Cet avocat s'emporte contre un macroniste

Maître Fabrice Di Vizio était l'invité de Jean-Marc Morandini ce jeudi 18 décembre pour parler de la polémique du diner organisé à l'Élysée.

«Je croyais que le couvre-feu était fait pour éviter les dîners, justement, après 20 heures ?»

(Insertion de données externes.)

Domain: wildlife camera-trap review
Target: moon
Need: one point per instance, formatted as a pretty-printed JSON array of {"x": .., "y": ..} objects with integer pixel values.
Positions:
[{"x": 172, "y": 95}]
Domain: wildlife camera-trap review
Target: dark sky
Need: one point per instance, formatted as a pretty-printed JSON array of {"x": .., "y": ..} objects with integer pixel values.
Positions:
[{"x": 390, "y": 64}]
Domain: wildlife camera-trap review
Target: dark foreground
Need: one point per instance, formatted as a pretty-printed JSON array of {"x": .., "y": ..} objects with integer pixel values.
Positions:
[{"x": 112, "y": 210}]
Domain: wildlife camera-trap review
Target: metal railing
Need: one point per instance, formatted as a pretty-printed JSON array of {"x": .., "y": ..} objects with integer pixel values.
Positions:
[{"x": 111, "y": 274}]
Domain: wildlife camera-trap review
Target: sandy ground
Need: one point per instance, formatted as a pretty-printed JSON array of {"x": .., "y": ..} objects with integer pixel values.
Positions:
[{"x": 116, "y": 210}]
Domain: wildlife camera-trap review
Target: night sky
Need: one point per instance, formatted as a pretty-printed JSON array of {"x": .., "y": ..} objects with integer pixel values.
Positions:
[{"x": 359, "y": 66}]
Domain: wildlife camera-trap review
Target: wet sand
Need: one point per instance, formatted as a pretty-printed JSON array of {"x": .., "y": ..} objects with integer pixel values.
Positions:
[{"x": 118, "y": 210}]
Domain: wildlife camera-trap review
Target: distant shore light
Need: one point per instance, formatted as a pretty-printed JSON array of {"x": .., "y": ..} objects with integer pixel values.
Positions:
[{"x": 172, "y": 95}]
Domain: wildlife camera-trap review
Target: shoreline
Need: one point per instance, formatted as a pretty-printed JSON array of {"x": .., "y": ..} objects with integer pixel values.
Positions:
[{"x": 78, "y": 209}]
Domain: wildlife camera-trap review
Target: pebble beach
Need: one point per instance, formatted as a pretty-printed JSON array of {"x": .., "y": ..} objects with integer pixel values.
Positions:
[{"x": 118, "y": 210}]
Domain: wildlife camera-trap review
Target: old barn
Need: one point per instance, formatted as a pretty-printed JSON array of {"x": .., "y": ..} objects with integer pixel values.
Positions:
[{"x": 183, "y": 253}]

Jean-Marc Morandini: «N'oublions pas qu'il y un couvre-feu, également en France, et que le couvre feu, ça veut dire qu'on rentre chez soi à 20 heures et là, le dîner a fini à minuit trente a priori.» Jérôme Dubus: «Vous avez des exceptions dans le couvre-feu, vous le savez très bien.» Jean-Marc Morandini: «Et l'exception, c'est quoi ? Dîner entre potes ?» Jérôme Dubus: «Professionnelle. Vous avez des exceptions professionnelles.» Jean-Marc Morandini: «Et c'était quoi là, l'exception professionnelle ?» Jérôme Dubus: «Bah l'exception professionnelle c'était le rendez-vous de la majorité.» Jean-Marc Morandini: «Donc, on peut être dehors avec l'exception professionnelle ?» Jérôme Dubus: «Sur l'histoire du couvre-feu, je crois que ce n'est pas clair.» Jean-Marc Morandini: «Ce n'est pas clair ? C'est-à-dire ?» Jérôme Dubus: «Non, ce n'est pas clair.» Jean-Marc Morandini: «Je croyais que le couvre-feu était fait pour éviter les dîners, justement, après 20 heures ?» Jérôme Dubus: «Mais non, mais vous pouvez avoir des exigences professionnelles après 20 heures.» Jean-Marc Morandini: «Donc on peut faire des dîners après 20 heures ?» Jérôme Dubus: «Vous pouvez avoir des urgences professionnelles.» Jean-Marc Morandini: «Ah ! C'était une urgence, ça?» Jérôme Dubus: «Vraisemblablement une urgence professionnelle. Enfin, je suppose.» Jean-Marc Morandini: «Non mais arrêtons !» Jérôme Dubus: «Bah si!»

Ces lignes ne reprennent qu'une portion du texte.